I financed a car under my name so that my sister could drive to work and my mother (who I'm claiming as a dependent, myself as head-of-household) could get groceries and run basic errands. I myself do not use the car at all—I live on the other coast.

How do I factor this into my taxes? That is, do I count these payments as support given to my mother (and sister—though I'm not claiming my sister as a dependent because she earns enough of her own income), or is it something that's counted as if it's entirely used by me and only me (with no regard to my family)?

My argument for the former is that, I could have just as well had my mother purchase the car in her name (albeit at a higher interest rate—I have slightly better credit) and given her the funds monthly. But I can see the argument for the latter in that, I'm "transferring" use of a vehicle I "own" (at least, financed) to family members, and so it has nothing to do with (direct) support. (In which case, I assume my best course of action is to "sell" my car to my mother or sister as soon as possible, for next year's taxes...)

If it matters, the amount is a 60-month loan at $400/month.

  • This is purely for purposes of calculating 50% support, right? Is it borderline?
    – NL7
    Apr 8, 2014 at 16:25
  • For dependency status, yes. Apr 8, 2014 at 16:27

2 Answers 2


It only matters for purposes of the dependent, so if you are clearly at 50%, then you don't need to calculate this cost. If it is close to not being 50%, then you will have to allocate between your sister and mother.

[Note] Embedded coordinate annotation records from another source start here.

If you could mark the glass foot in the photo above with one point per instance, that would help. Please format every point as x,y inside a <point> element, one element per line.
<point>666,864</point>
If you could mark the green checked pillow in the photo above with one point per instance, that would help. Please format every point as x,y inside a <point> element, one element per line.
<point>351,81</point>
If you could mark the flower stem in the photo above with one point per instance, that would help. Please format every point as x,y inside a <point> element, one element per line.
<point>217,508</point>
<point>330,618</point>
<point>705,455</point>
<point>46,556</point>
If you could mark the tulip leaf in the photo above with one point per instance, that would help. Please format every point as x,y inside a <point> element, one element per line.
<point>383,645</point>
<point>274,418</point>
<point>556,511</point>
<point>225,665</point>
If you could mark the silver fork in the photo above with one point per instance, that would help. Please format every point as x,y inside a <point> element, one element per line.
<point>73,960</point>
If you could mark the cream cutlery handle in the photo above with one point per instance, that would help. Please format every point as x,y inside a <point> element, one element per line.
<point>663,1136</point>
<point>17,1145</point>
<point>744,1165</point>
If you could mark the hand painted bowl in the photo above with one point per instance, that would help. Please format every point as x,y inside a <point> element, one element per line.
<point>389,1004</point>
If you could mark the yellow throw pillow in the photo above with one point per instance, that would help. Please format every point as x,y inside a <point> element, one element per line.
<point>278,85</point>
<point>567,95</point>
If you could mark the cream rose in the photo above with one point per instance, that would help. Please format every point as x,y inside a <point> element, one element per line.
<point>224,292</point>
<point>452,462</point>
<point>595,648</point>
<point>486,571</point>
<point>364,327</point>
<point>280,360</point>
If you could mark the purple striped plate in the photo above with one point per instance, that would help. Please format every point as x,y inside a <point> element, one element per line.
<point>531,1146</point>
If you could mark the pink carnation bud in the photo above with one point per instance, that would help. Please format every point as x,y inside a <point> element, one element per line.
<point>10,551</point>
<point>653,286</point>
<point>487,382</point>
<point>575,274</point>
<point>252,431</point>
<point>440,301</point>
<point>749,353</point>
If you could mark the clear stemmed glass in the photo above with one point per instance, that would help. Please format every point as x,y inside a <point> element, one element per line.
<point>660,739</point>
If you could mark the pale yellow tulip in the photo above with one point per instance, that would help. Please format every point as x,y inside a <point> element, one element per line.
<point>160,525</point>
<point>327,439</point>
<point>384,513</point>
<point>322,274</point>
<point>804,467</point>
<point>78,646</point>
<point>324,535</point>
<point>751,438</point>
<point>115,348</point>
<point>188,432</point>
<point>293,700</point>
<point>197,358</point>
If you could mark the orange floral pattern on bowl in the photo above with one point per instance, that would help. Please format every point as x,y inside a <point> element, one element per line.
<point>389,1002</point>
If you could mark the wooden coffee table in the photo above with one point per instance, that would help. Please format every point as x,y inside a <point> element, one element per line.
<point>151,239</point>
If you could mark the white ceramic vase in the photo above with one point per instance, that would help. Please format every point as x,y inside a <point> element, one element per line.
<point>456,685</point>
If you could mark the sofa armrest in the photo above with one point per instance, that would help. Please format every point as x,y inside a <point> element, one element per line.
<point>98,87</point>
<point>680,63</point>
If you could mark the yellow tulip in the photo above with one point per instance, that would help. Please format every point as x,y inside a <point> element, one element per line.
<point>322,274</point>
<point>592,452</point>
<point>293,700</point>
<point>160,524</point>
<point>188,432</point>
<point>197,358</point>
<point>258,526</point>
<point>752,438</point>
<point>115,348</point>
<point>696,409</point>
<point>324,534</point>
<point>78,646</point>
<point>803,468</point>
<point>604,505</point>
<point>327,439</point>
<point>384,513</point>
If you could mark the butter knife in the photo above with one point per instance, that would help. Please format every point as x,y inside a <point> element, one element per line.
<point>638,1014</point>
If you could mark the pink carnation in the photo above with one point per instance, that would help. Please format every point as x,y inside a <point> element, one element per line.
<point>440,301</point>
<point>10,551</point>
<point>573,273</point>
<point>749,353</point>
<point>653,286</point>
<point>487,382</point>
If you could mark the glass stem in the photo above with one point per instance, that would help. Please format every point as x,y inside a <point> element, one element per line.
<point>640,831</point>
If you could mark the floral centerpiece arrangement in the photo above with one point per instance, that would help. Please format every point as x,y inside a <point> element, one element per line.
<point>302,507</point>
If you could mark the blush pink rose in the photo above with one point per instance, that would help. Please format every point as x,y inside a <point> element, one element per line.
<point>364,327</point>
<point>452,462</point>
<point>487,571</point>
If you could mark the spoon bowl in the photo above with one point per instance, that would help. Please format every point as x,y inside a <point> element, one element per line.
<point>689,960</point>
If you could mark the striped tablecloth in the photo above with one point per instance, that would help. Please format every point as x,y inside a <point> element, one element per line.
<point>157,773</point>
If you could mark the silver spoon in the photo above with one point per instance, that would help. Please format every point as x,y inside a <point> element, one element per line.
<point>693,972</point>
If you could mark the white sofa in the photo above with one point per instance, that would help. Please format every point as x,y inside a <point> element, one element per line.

To calculate support costs, you can of course include the costs incurred for transportation, per Pub 17 p 34. If you and your sister have an arrangement where she uses the car and in exchange she shoulders extra costs for your mother, then that's legitimately your expense for your mother (as long as this is a true agreement, then it was money she owed you but paid directly to the vendors and creditors that you would have paid).

Note that there is a simpler avenue. If your sister agrees that you will claim your mother as dependent, and nobody else provides any substantial support (10%+ of costs), then she can just agree that it's you who will claim her. If you like, such an agreement may be attached to your taxes, possibly using Form 2120. As a general rule, though, you do not need to use 2120 or any other agreement, nor submit any support calculations. If your sister verbally agrees that she hasn't and won't claim your mother, then it's unlikely to cause any problems. Her signed agreement not to claim your mother is merely the most conservative possible documentation strategy, but isn't really necessary. See Pub 17, p 35 on Multiple Support Agreements for more info.


I don't see how allowing usage of your vehicle is less support than giving money to buy their own vehicle. If that's the only vehicle your mother has - then you're supporting her. Quantifying that support may be difficult though, but if you are providing her all of her needs - it doesn't matter.

If she does have income of her own, I do not think that you can put the actual amount you're paying as part of the calculation towards the 50% rule since she would otherwise have bought a much cheaper car. But if you pass the 50% threshold even without the car payments - then you're fine either way.

  • Not sure I follow re cheaper car alternative. That would be a nightmare to enforce. My reading is that you calculate your actual qualified costs (and FMV rent for living accommodations) and then add in their income. So no need to worry about cheaper cars, just about the value of her income.